Trump's rhetoric is calculated to push us into a terrified 'survival state': 'Art of the Deal' co-author
'Art of the deal' co-author Tony Schwartz/Screenshot

On Thursday, President Donald Trump's Art of the Deal co-author Tony Schwartz told MSNBC's Ari Melber that he believes Trump makes people afraid on purpose — because it's a strategy that has worked to his advantage in his professional life.


"Do you think it’s deliberate when he triggers other people’s fear?" asked Melber.

"It’s 100 percent deliberate," said Schwartz. "He himself grew up in trauma, which is why he inflicts it on us. I think it’s purposeful and I think he realizes it works. And when you don’t have a conscience — I keep coming back to that — when you don’t have a conscience, it’s really easy to play to people’s fears because you don’t walk away with a sense of shame or guilt. Neither of those ever arise inside him."

"So, thinking about the way we live and that we are living in a time where Trump has all this influence, what about in people’s normal lives when you have choices, say between fear, I’m worried what’s going to happen, and something positive that requires living through some fear of vulnerability, like oh, love or relationships?" Melber asked.

"There’s something psychologists call a negativity bias," said Schwartz. "We are inclined to notice the things that are wrong long before we notice what’s right. That’s how we keep ourselves safe, and it’s an instinctive reaction. So I think that what Trump does is he pushes us into that survival state, that nervous system activation, and what happens in that state is your vision narrows, your prefrontal cortex begins to shut down, you become reactive rather than reflective, and are you vigilant, you looking around for where the danger is. What you lose is the capacity for reflectiveness for thoughtfulness, for rationality, and that is pervasive."

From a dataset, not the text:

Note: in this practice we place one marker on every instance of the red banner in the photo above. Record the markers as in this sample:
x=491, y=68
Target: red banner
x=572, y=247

"By the way, I do want to say it’s not just true for people who oppose Trump," added Schwartz. "It’s very much true for the aggrieved people, the people who share his sense of being aggrieved. They, too, are full of fear, and their own draw to Trump is a reflection of that. They’re hoping that this guy can somehow mute their fear. But in fact, if you ask them, they would tell you that they’re among the most fearful people around."